CHARLOTTESVILLE, VA (CVILLE RIGHT NOW) – A world-renowned UVA School of Medicine allergist has confirmed the first death in U.S. history of a “meat allergy” occurring after someone is bitten by a Lone Star tick.
A New Jersey pediatrician sent an email to Dr. Thomas Platts-Mills, M.D., PhD, an email recently of the death of who had been a healthy 47-year old airline pilot in New Jersey who died just four hours after eating a hamburger in September 2024, and his death was rendered in an autopsy “sudden unexplained death”.
“His wife was left in a terrible situation after her 47-year old husband had died suddenly, and the post-mortem said there was no cause of death,” Dr. Platts-Mills told Cville Right Now.
Dr. Platts-Mills said, “Between his widow and Erin McFeely (the pediatrician), they thought could this be alpha-gal?”
Alpha-gal is a sugar found in mammalian meat of which the bite from a Lone Star tick has been shown to induce an allergy to in some people.
People who become sensitized to the sugar can have allergic symptoms such as rash, nausea and vomiting after eating beef, pork or lamb.
Researchers have feared that deadly anaphylaxis was possible in severe cases but had not confirmed a fatality from the allergy until now.
Dr. Platts-Mills said, “The real reason thinking of alpha-gal was that two weeks earlier, he had eaten beefsteak at 10 o’clock in the evening and at 2 o’clock in the morning, i.e. four hours later, same time interval, same antigen eaten, he had terrible abdominal pain.”
“He was writhing in pain for an hour or so, and having done that, he recovered, work up in the morning feeling fine.”
Dr. Platts-Mills said two intelligent, well-educated, rational people didn’t know what they would tell a doctor.
“The word anaphylaxis had not appeared to them,” he said.
“But when you put the two episodes together, those two episodes with a severe event occurring four hours after eating beef, then it wreaks of the alpha-gal syndrome.”
Platts-Mills obtained samples of the man’s blood that had been collected post-mortem and found that he had been sensitized to alpha-gal.
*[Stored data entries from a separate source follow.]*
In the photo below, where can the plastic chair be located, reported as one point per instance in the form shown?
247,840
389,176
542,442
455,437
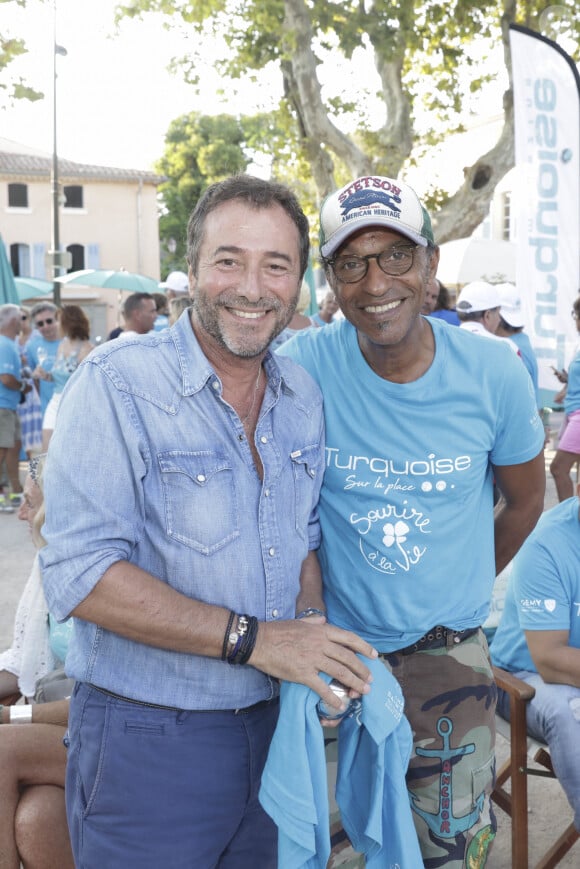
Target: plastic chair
517,769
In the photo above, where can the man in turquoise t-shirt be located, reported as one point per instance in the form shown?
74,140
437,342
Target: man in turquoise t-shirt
419,419
538,639
11,390
43,347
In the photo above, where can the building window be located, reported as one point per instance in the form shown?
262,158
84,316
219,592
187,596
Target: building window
506,217
18,196
20,260
73,196
77,252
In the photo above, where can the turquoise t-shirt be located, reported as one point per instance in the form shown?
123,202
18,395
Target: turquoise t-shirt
9,364
63,369
572,400
524,345
46,358
406,507
543,593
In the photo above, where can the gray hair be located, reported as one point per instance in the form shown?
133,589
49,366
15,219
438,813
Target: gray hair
7,313
256,193
43,306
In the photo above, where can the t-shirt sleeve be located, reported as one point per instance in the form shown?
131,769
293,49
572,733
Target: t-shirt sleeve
542,599
519,429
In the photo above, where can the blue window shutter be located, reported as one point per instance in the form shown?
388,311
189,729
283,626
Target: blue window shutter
24,259
38,267
93,256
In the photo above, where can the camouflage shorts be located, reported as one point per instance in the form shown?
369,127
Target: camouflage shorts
450,699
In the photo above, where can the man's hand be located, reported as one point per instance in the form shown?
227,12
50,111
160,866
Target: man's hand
299,650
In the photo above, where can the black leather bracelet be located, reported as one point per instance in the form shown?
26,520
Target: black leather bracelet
311,611
250,638
227,635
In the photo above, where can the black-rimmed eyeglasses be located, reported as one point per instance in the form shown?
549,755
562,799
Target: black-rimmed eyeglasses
393,261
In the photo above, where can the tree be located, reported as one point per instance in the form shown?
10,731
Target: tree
427,56
199,150
10,49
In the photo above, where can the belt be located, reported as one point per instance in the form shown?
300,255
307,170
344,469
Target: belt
246,710
437,638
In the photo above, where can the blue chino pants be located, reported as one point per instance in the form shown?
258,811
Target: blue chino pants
153,788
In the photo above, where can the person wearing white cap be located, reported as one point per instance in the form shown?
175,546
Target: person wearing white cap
176,284
478,310
511,325
419,417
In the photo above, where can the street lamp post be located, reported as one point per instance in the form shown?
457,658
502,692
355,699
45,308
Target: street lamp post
55,252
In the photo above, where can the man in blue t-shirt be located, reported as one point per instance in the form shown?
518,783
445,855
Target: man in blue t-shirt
11,389
538,639
419,419
511,325
42,348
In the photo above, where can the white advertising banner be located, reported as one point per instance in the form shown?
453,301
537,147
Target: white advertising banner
547,201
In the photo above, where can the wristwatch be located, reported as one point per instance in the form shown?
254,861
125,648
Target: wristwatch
241,629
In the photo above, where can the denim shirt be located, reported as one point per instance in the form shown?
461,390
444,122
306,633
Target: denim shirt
150,464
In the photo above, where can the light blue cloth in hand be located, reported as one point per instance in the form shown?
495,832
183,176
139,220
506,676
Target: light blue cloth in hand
374,748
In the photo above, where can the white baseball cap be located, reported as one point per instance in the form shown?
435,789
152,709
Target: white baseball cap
511,305
176,281
477,296
373,201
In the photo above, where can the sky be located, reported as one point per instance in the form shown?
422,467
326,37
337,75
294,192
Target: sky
115,96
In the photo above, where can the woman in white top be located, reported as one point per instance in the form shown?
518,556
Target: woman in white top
73,348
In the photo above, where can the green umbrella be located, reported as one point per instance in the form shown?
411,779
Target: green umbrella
32,288
8,294
116,280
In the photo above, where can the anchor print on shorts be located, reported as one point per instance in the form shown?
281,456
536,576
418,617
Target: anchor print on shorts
444,823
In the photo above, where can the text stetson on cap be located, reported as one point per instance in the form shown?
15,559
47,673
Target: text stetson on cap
373,201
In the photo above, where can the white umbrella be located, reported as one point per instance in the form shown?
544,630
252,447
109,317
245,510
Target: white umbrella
109,278
477,259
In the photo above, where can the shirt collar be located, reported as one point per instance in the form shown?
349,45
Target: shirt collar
196,369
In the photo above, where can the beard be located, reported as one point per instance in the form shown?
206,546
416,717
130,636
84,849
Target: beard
242,339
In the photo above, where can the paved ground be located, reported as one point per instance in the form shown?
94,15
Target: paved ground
549,809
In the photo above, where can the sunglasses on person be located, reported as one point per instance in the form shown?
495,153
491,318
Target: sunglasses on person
395,261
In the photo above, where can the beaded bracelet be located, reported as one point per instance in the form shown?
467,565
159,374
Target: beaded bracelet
243,639
249,640
227,635
311,611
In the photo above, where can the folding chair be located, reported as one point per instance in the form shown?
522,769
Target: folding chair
516,769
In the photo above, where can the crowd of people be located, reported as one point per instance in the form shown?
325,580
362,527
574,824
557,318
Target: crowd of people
278,536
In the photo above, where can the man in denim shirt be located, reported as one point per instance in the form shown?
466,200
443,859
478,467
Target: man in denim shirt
189,464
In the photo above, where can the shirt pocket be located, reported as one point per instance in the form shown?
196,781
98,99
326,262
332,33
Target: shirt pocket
305,463
199,493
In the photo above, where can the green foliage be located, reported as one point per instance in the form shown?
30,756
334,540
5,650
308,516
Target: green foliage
199,150
410,72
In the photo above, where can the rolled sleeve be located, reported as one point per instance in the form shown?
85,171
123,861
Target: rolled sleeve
101,520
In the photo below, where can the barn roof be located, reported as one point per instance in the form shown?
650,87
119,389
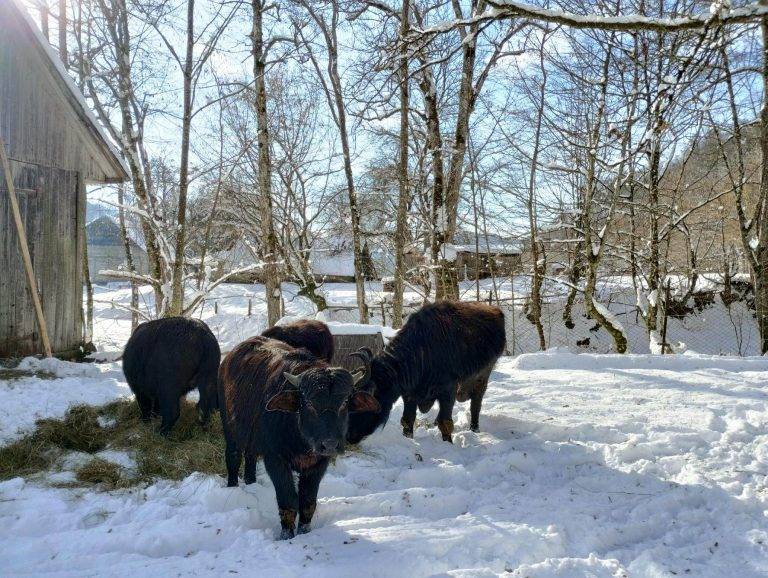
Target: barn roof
119,170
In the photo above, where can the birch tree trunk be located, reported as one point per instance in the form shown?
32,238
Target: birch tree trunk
116,15
403,191
761,213
534,313
63,53
177,275
128,256
269,238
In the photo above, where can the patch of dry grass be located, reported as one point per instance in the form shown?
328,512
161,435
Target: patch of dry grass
101,472
117,426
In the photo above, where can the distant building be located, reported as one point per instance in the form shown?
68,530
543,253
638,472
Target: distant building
106,250
56,147
331,260
486,256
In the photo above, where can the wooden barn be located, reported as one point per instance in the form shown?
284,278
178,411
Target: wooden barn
55,147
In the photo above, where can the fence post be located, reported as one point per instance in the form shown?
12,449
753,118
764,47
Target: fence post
666,316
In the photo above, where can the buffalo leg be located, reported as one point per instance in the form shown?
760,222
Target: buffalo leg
280,473
409,417
145,406
233,455
250,468
445,415
309,483
476,401
170,408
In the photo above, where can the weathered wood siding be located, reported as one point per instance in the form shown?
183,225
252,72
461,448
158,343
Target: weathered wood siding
50,201
53,154
39,121
346,344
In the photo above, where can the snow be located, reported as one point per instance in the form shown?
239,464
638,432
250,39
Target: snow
585,465
74,91
609,317
448,252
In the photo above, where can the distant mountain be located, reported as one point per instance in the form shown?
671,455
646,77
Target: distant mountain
96,209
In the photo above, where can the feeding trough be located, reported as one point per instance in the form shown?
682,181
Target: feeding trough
349,337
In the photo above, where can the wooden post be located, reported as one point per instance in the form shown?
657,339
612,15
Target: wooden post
25,250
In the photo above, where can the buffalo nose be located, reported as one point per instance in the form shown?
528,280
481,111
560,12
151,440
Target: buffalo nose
329,447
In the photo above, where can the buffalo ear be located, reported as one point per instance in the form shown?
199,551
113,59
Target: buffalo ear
363,401
286,400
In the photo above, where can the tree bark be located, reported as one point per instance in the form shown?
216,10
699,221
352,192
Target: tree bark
761,220
128,256
403,191
269,238
116,15
177,276
63,54
44,24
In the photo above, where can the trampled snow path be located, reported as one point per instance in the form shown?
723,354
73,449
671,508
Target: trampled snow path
587,465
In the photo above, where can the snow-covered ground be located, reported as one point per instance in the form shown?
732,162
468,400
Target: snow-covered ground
586,465
717,329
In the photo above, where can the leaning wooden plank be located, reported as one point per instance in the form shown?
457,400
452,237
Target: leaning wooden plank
25,250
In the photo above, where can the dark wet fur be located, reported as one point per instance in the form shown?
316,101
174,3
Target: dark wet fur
445,352
164,360
307,333
255,401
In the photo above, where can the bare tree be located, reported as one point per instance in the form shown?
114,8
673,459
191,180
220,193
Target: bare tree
325,16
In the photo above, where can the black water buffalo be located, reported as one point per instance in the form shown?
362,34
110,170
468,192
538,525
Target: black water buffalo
446,351
292,409
307,333
164,360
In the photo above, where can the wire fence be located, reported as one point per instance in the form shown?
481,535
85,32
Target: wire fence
708,324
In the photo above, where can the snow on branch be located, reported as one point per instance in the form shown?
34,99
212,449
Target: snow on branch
507,9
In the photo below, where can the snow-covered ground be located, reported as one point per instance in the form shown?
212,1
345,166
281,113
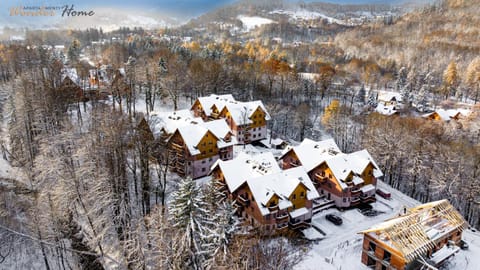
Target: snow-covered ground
251,22
341,247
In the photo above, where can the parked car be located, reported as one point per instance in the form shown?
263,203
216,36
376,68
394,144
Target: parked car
334,219
384,194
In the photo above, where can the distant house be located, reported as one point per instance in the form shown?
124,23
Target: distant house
389,98
209,107
70,89
268,197
419,239
247,120
193,145
387,110
346,179
446,115
120,86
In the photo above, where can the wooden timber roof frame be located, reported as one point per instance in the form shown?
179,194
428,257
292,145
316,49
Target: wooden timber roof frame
408,233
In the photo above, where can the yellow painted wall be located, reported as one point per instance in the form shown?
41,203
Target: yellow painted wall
258,118
367,174
296,197
207,146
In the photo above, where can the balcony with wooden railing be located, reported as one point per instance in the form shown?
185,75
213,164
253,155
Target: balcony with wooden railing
243,200
282,216
273,207
298,224
177,146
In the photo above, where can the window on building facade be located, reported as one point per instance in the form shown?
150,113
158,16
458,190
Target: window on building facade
387,256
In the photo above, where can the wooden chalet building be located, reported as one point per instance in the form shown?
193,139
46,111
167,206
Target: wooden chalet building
247,120
346,179
69,89
268,198
193,145
119,85
446,115
423,238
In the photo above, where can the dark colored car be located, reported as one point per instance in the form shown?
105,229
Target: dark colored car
334,219
463,244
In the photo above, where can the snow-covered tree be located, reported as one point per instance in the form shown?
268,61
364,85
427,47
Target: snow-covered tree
189,215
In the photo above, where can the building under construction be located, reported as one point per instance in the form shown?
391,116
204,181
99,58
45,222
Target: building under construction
422,238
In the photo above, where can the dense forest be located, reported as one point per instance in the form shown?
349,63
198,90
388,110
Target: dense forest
89,187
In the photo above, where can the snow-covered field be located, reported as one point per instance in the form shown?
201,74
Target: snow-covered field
251,22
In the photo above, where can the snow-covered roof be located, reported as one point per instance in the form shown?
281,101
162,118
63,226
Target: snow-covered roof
237,171
386,109
70,73
122,72
283,184
340,168
312,153
357,180
299,212
217,100
242,112
368,188
300,174
192,135
388,96
416,232
360,159
170,121
218,127
277,142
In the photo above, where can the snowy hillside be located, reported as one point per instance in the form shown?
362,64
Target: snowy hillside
303,14
251,22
Further, the blood indicated the man had had an extreme reaction, in line with what is seen in fatal anaphylaxis.
When asked about his history of tick bites, the man’s wife said he had none this past year but had 12 or 13 chigger bites around his ankles this summer.
Platts-Mills realized that many “chigger bites” in the Eastern United States are actually bites from Lone Star tick larvae.
Platts-Mills and his colleagues suspect that several factors may have contributed to the severity of the man’s reaction, including having a beer with his burger, exposure to ragweed pollen and having exercised that afternoon.
Platts-Mills noted that the man’s family reported that he ate red meat very sparingly.
In the wake of the man’s death, Platts-Mills is urging physicians to be on the lookout for people who have developed the allergy or are at risk of exposure. He noted that the deer population is exploding in many states, and these animals are prime breeding grounds for the Lone Star tick that spreads the allergy.
Platts-Mills and his colleagues have published the details of the case in the Journal of Allergy and Clinical Immunology: In Practice.